Foto terakhir di galeri foto Kompas.id ini mengesankan saya. Orang melayani permintaan puisi instan, dikerjakan dengan mesin tik. Ada artefak kertas dengan jejak huruf timah dan pita bertinta. Aneh juga, si pemesan sedang asyik dengan ponselnya. Apakah ia sedang memotret sang peramu kata?
Kapsi foto:
Pengunjung mencoba jasa penulisan puisi gratis dalam bazar Semesta Buku di Taman Ismail Marzuki, Jakarta, Selasa (27/8/2024). Melalui kegiatan ini, Penerbit Gramedia juga membagikan 12.000 buku ke 100 komunitas taman baca di seluruh Indonesia.
Puisi instan hasil coretan bolpoin juga autentik. Menjadi artefak berharga kalau penyairnya tenar. Konon pada abad lalu penyair bisa membuat puisi dadakan, setelah benaknya disambar ilham, di atas gerenjeng rokok. Mungkin romantisasi berlebihan karena dahulu sigaret kretek nirfilter tanpa kertas perak.

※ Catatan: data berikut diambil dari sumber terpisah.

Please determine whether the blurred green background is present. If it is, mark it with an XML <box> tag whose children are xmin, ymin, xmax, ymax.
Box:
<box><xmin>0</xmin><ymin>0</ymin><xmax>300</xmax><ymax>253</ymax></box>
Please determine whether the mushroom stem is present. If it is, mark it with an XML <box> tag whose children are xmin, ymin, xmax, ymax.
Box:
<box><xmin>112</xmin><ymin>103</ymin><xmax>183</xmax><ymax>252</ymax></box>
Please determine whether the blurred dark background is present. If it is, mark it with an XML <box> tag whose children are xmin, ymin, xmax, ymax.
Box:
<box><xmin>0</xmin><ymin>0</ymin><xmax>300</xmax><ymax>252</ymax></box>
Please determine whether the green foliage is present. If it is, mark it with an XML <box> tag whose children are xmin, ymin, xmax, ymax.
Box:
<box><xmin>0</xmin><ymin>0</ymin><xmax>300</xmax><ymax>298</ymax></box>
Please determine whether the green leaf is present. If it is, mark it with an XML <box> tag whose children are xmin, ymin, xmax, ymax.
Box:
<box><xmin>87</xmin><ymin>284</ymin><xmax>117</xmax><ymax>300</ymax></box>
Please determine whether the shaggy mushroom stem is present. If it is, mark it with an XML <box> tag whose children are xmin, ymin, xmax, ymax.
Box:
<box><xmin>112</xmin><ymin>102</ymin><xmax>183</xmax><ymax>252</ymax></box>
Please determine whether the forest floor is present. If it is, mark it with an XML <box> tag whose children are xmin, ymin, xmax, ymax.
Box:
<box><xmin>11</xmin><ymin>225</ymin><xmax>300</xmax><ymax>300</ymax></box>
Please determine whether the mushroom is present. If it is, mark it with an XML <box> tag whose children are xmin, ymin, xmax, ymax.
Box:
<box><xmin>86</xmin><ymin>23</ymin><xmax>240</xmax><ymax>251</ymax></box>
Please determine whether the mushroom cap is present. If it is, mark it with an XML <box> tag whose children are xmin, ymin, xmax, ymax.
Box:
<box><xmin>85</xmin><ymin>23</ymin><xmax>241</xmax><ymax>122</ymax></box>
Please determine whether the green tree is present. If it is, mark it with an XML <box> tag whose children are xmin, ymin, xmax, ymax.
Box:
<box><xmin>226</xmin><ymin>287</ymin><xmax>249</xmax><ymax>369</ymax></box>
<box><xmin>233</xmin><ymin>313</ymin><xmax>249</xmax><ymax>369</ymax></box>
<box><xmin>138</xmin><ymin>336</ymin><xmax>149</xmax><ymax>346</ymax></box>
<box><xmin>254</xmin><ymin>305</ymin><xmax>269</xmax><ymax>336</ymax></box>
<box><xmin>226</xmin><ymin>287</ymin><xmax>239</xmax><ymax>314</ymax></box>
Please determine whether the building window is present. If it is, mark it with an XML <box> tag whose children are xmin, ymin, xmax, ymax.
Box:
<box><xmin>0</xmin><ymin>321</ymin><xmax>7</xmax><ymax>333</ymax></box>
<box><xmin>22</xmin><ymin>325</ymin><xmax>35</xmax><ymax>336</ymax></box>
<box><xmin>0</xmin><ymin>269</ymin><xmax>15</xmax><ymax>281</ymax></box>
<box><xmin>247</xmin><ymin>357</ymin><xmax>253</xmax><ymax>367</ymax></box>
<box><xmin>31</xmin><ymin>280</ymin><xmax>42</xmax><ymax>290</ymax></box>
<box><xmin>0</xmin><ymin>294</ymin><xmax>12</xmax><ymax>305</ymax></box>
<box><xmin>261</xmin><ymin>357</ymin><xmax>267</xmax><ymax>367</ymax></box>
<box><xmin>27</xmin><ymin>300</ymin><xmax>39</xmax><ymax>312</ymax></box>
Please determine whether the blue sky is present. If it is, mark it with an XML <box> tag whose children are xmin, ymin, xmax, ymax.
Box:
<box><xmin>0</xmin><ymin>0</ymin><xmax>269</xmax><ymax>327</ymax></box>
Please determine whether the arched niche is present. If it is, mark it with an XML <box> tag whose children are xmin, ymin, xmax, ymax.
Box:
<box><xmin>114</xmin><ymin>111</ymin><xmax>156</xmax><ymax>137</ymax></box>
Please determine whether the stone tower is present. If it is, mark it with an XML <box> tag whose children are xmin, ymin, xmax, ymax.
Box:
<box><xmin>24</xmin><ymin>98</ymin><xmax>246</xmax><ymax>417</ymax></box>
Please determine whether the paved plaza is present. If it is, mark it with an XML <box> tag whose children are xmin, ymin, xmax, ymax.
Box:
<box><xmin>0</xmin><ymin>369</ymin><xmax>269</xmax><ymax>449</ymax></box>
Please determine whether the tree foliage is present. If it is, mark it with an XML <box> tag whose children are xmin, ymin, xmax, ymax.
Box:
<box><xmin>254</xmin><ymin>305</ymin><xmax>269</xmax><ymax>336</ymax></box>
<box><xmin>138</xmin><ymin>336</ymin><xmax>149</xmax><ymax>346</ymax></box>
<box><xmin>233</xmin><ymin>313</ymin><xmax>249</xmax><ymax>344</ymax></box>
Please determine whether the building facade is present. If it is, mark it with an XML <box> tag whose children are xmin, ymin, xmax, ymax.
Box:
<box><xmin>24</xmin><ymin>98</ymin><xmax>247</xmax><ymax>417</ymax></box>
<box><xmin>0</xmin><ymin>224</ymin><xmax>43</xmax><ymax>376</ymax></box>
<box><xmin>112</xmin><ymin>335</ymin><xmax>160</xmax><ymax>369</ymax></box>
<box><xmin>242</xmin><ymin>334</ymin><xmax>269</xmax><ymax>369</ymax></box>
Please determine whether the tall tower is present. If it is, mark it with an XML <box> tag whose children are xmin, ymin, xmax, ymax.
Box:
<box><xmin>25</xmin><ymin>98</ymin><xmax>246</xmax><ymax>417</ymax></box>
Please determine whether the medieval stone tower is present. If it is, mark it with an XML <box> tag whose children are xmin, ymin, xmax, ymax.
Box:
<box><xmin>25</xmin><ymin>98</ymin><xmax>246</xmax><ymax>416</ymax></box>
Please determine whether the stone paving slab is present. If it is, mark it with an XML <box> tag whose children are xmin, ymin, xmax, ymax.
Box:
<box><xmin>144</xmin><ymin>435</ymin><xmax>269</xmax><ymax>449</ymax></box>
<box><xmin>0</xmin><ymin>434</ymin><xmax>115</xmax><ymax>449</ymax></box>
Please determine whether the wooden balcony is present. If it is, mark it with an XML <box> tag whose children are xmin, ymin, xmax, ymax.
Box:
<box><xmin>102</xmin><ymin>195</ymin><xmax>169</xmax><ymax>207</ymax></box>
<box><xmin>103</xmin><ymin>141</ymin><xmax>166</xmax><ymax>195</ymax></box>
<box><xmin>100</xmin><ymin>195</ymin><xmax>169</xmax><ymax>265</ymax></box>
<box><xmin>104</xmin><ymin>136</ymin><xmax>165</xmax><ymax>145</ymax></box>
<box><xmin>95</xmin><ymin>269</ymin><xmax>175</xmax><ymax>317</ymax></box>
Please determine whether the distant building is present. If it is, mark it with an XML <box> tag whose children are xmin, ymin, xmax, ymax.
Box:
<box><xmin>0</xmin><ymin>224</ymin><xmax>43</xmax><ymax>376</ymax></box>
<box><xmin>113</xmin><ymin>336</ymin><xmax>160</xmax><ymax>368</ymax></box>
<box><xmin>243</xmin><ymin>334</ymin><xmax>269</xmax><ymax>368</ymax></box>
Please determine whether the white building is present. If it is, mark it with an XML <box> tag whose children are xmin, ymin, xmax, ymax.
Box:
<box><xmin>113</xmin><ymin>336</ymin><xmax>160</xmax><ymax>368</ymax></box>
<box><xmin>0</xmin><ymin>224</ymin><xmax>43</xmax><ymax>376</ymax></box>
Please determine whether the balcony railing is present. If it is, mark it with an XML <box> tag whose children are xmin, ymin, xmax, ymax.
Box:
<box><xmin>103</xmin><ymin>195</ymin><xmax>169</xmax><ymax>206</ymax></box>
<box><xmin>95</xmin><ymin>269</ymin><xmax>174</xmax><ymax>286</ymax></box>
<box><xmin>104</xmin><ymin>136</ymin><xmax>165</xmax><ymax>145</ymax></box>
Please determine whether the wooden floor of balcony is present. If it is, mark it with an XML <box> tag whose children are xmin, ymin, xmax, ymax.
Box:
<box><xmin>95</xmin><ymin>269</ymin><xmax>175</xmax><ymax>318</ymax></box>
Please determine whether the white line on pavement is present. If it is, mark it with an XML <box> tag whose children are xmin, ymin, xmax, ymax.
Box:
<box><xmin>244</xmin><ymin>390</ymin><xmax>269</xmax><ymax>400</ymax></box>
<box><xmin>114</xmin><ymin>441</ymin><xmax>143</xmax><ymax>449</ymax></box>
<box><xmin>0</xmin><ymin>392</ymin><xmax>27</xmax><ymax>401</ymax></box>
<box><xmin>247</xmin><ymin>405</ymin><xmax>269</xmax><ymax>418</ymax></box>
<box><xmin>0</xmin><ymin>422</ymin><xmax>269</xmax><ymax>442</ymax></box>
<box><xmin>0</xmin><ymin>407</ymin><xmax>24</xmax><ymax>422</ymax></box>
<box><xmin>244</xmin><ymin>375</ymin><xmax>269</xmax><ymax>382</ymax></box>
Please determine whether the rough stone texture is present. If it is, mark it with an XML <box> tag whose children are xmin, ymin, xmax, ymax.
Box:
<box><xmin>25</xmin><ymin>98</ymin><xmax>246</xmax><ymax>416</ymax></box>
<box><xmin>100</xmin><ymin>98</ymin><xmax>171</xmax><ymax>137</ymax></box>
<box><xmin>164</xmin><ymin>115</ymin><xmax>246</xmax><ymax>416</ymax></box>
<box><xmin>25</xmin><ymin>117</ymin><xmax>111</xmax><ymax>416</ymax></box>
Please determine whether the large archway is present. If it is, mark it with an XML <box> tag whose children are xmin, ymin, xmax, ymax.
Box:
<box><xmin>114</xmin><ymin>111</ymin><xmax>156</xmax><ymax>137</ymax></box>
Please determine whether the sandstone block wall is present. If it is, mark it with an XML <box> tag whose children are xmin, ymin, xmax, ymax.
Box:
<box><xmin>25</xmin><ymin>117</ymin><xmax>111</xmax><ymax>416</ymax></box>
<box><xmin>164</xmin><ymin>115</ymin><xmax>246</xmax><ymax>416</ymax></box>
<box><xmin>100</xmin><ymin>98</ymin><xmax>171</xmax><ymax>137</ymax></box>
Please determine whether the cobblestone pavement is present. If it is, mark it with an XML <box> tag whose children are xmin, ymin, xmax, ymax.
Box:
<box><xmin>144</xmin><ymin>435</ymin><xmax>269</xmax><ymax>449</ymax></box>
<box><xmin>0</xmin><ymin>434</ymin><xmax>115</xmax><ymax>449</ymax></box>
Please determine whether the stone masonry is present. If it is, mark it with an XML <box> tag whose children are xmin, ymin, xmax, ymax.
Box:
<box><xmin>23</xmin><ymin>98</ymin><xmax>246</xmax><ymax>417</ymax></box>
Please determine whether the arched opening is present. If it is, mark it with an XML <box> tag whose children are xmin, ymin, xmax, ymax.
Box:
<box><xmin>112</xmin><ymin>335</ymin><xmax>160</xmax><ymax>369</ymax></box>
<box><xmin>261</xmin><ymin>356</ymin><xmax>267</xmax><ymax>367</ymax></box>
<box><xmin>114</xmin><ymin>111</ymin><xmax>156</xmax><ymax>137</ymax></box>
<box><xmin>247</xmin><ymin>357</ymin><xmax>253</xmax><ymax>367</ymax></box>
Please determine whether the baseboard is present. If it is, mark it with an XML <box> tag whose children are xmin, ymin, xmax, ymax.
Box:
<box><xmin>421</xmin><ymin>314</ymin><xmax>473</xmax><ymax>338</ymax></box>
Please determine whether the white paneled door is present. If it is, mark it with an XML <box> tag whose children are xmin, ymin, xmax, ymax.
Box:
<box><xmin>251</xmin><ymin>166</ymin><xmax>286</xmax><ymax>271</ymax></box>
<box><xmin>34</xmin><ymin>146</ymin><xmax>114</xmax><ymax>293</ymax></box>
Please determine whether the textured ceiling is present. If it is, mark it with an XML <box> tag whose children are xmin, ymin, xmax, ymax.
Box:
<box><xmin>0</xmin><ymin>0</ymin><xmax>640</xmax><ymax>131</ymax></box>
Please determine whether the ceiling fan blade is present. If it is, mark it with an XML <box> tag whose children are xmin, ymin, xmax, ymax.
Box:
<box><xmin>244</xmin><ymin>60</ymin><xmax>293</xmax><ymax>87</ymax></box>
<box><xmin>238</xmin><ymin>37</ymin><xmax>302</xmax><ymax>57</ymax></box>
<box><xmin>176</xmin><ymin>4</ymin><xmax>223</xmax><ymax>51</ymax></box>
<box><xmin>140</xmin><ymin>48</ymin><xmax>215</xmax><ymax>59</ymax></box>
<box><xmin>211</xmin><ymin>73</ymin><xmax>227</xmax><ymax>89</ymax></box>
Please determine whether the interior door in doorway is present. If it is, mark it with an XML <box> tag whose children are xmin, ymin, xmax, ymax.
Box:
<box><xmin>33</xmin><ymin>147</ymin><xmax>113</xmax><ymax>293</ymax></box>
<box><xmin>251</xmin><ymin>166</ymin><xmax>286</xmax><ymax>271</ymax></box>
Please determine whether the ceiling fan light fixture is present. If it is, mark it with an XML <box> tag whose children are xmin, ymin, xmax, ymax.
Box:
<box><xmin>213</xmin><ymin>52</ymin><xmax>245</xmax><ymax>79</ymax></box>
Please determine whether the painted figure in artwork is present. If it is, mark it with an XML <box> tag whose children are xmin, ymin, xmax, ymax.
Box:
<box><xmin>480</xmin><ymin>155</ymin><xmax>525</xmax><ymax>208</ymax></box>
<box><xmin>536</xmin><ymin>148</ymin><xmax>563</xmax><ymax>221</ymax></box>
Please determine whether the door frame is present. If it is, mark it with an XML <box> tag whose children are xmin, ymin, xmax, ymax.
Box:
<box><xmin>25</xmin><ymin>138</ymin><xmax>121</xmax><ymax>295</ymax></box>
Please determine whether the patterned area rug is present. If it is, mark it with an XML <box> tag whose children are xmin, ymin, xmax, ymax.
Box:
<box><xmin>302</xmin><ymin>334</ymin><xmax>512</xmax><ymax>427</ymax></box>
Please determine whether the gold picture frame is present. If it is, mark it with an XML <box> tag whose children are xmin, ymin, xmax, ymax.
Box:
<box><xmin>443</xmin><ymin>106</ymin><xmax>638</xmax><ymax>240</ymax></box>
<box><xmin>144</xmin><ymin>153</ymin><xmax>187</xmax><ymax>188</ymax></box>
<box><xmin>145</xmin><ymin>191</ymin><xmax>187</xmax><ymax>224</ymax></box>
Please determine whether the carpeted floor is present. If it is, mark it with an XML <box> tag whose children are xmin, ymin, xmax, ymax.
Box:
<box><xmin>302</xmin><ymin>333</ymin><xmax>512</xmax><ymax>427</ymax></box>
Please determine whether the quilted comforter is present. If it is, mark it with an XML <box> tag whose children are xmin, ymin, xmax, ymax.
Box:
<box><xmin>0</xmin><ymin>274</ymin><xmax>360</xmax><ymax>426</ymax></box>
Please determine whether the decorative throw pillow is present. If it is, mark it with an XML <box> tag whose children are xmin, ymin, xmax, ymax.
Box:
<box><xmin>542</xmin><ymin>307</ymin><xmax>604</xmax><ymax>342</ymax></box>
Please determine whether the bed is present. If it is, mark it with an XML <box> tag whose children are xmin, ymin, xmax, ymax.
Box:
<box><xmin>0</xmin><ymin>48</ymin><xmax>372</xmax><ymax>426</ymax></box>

Ihwal foto dari acara Semesta Buku di TIM, Jakarta, tersebut yang muncul di koran cetak hanya berupa foto pemeran biasa, kurang menggamit minat. Sayang. Foto versi koran adalah gambar penanda artikel pada versi aplikasi dan web.
Kembali ke pelibatan mesin tik, mungkin ada sensasi suara mesin tik, yang sungguh berbeda jika dikerjakan dalam ponsel yang senyap seperti saya mengisi blog. Dengan ponsel, bisa saja sang peramu memanfaatkan layanan kecerdasan artifisial.
Oh ya, perihal AI, sebelum kata ini kian memantra seperti hari ini, sebelas tahun silam The New York Times punya haiku dalam bahasa Inggris (¬ Nieman Lab). Sumbernya adalah konten edisi hari itu, termasuk surat pembaca.
Haiku robotik yang dulu terbit harian tersebut bukan hasil kerja redaksi melainkan mainan Jacob Harris, orang teknologi informasi NYT. Ternyata gaya haiku juga bisa dipakai untuk judul berita.